Cuando miles de personas inundaron las calles en Estados Unidos en contra del racismo policial por la muerte de George Floyd a mitad de 2020, aplicaciones como Signal volvieron a la primera plana como herramientas indispensables para eludir la interceptación y monitoreo de comunicaciones por parte de la policía. La privacidad, una vez más, es sinónimo de seguridad.
Pero protegerse de que espíen nuestras comunicaciones es un asunto muy distinto de la protección de los dispositivos si alguien toma control físico de ellos. Es a esto último a lo que se dedican empresas como Cellebrite, de origen israelí, que se especializa en lo que se conoce como extracción de datos de teléfonos, generalmente secuestrados por fuerzas de seguridad.

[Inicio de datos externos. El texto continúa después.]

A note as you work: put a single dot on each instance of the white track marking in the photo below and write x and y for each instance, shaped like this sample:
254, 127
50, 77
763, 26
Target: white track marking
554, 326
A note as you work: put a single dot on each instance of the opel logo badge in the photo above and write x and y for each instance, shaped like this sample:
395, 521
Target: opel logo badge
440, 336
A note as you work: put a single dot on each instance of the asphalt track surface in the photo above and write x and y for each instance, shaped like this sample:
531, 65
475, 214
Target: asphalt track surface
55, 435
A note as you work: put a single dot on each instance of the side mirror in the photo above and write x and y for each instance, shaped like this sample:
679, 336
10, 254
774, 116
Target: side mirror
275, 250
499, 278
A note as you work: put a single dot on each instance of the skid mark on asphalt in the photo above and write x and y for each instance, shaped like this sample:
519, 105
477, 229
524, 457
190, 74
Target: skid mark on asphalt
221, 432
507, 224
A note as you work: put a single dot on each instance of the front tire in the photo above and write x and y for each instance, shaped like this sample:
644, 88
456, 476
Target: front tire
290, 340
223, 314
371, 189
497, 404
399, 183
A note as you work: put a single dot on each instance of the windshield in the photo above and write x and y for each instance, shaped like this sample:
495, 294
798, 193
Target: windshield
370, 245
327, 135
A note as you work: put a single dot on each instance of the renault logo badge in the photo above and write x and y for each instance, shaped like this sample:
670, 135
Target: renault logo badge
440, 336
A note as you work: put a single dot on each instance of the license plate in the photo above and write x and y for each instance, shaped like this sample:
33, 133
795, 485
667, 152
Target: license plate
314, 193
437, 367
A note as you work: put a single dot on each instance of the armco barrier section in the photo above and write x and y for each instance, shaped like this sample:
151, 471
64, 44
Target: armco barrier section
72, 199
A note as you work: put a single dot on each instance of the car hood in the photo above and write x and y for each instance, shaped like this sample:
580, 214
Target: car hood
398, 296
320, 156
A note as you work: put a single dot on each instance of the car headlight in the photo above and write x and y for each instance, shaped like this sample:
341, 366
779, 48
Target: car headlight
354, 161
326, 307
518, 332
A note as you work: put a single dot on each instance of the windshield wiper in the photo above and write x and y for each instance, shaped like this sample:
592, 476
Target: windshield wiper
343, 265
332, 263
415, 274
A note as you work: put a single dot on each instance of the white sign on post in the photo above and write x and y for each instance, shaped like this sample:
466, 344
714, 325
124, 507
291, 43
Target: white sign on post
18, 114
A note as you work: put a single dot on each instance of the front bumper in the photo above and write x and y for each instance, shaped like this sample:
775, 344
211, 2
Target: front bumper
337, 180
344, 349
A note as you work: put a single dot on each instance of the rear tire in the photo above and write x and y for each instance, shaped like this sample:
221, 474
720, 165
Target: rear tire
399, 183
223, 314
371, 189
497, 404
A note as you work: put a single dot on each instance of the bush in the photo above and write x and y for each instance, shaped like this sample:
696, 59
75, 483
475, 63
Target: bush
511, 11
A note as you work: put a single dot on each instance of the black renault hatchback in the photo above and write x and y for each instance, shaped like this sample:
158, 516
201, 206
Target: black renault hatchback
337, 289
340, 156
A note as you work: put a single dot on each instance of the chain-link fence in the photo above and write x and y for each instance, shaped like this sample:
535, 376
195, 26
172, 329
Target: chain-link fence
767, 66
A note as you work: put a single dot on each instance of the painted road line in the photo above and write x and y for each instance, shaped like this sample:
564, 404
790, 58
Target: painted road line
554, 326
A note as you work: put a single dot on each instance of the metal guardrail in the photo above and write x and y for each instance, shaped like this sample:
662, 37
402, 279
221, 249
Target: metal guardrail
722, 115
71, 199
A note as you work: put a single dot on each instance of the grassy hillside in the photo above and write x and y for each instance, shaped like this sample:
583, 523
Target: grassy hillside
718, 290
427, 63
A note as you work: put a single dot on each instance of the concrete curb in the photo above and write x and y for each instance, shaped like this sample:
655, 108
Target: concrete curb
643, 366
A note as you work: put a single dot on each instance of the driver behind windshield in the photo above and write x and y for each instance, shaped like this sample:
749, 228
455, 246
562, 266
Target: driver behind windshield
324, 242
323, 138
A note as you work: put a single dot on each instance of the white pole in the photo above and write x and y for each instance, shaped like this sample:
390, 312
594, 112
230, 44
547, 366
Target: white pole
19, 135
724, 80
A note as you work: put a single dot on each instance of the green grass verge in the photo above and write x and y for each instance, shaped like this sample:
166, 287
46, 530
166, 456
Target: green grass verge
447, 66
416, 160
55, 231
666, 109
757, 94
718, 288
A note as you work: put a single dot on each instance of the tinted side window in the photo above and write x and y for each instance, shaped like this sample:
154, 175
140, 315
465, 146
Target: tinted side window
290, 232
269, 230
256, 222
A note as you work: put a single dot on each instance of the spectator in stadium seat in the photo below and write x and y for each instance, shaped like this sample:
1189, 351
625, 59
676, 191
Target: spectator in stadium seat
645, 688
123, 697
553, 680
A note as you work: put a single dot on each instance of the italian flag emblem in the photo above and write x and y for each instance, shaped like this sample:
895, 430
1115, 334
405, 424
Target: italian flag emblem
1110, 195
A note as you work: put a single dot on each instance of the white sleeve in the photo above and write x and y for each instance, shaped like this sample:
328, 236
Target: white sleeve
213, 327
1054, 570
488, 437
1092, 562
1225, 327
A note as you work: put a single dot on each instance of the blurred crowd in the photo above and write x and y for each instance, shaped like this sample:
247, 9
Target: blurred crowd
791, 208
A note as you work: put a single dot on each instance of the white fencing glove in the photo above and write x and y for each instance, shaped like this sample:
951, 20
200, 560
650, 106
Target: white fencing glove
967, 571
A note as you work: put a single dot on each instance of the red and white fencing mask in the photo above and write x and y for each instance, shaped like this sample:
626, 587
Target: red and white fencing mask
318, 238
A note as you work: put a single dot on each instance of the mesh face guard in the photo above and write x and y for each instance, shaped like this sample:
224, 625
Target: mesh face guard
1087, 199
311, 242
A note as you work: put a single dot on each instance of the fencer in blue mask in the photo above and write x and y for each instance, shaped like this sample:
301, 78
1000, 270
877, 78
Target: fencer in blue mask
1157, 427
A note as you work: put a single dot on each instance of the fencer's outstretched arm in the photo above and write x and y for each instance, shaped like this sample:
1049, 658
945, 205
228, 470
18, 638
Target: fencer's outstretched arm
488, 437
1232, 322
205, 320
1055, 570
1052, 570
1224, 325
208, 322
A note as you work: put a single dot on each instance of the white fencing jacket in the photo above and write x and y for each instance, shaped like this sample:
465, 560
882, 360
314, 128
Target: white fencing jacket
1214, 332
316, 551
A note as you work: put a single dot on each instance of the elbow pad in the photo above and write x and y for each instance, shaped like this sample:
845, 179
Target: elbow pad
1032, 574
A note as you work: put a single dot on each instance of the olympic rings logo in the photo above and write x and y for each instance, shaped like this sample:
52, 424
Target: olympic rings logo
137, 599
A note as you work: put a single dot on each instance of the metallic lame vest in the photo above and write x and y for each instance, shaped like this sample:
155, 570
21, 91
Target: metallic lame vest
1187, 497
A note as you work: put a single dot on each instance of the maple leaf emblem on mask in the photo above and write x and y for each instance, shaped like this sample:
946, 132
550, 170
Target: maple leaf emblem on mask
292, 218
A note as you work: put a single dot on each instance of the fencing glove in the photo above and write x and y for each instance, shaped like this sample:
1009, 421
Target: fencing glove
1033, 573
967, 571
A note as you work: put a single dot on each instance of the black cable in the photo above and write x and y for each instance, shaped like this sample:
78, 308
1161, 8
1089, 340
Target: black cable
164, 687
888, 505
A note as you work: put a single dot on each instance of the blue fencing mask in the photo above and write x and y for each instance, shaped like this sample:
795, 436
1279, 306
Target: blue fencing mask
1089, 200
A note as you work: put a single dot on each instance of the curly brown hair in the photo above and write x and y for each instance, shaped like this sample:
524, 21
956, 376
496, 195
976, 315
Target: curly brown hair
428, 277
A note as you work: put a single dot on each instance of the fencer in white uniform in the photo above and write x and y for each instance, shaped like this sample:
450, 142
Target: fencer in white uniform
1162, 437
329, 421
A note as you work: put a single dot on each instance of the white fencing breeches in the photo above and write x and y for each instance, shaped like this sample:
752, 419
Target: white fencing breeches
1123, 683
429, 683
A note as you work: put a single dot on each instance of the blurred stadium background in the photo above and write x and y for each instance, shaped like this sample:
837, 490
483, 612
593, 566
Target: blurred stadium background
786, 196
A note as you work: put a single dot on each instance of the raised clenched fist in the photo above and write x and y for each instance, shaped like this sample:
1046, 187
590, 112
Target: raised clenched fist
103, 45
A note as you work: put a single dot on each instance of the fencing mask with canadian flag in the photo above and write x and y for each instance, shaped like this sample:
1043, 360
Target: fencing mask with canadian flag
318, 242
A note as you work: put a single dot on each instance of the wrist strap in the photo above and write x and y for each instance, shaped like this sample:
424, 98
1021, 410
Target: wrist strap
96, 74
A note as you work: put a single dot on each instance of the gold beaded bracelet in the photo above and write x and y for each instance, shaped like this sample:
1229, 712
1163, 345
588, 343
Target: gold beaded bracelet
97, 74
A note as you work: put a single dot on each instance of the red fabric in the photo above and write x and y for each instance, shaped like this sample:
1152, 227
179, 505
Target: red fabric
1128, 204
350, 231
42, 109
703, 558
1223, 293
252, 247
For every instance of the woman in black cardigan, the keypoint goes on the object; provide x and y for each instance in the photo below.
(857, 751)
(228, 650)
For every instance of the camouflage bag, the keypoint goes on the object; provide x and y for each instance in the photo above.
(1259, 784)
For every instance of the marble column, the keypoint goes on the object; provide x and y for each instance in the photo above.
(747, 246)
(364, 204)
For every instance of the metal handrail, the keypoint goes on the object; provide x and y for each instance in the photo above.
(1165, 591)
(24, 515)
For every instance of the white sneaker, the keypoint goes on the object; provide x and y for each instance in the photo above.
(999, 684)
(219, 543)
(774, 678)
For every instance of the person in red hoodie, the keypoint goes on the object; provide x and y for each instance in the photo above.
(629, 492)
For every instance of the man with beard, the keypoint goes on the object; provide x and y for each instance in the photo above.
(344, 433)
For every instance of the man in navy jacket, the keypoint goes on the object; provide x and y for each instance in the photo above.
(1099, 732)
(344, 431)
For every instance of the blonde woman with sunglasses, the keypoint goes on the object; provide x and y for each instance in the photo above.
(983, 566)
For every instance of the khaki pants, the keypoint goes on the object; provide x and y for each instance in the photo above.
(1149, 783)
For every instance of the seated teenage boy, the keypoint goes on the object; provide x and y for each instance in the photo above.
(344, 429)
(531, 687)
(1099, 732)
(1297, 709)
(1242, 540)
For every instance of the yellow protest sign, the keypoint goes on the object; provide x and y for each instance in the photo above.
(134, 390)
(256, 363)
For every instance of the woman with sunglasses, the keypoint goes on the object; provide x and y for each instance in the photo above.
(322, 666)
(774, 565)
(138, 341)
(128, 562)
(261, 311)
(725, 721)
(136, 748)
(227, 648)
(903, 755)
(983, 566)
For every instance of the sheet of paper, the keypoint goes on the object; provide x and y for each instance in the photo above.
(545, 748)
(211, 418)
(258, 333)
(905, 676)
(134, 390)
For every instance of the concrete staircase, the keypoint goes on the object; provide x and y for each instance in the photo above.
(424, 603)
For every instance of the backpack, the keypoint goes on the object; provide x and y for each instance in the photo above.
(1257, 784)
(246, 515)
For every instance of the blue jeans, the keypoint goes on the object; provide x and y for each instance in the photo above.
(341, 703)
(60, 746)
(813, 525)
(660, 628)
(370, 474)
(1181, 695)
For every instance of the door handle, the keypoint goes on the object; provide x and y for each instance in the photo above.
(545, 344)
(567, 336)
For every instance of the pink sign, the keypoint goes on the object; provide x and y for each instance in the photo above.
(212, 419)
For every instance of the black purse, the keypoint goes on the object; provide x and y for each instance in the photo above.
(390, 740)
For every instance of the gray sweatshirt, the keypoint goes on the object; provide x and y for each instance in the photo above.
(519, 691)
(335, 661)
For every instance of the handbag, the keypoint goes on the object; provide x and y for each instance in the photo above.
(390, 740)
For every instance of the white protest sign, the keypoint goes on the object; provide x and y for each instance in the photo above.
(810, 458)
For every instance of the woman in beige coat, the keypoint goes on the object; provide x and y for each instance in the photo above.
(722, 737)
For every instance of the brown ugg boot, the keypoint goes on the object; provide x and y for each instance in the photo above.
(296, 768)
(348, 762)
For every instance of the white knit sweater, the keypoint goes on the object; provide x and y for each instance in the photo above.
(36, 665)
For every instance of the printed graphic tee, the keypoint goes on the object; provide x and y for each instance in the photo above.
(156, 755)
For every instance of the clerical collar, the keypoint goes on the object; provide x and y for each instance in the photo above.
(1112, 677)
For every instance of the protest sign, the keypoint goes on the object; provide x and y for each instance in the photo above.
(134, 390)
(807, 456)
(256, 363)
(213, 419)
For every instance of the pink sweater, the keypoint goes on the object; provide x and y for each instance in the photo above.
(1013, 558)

Esperablemente, empresas como Cellebrite son frecuentemente objeto de ataques, y en 2016 les robaron 900 GB de datos que luego fueron analizados públicamente y pudo saberse que entre sus clientes se encuentran los estados de Bielorrusia, Rusia, Venezuela y China; y organizaciones estatales o paraestatales en Bangladesh, Myanmar, Turquía, Emiratos Árabes Unidos y Estados Unidos. En la Argentina sus servicios fueron contratados por la Policía Federal y Gendarmería. Qué tan legítimo o no sea el uso de estas herramientas en cada caso amerita una discusión aparte.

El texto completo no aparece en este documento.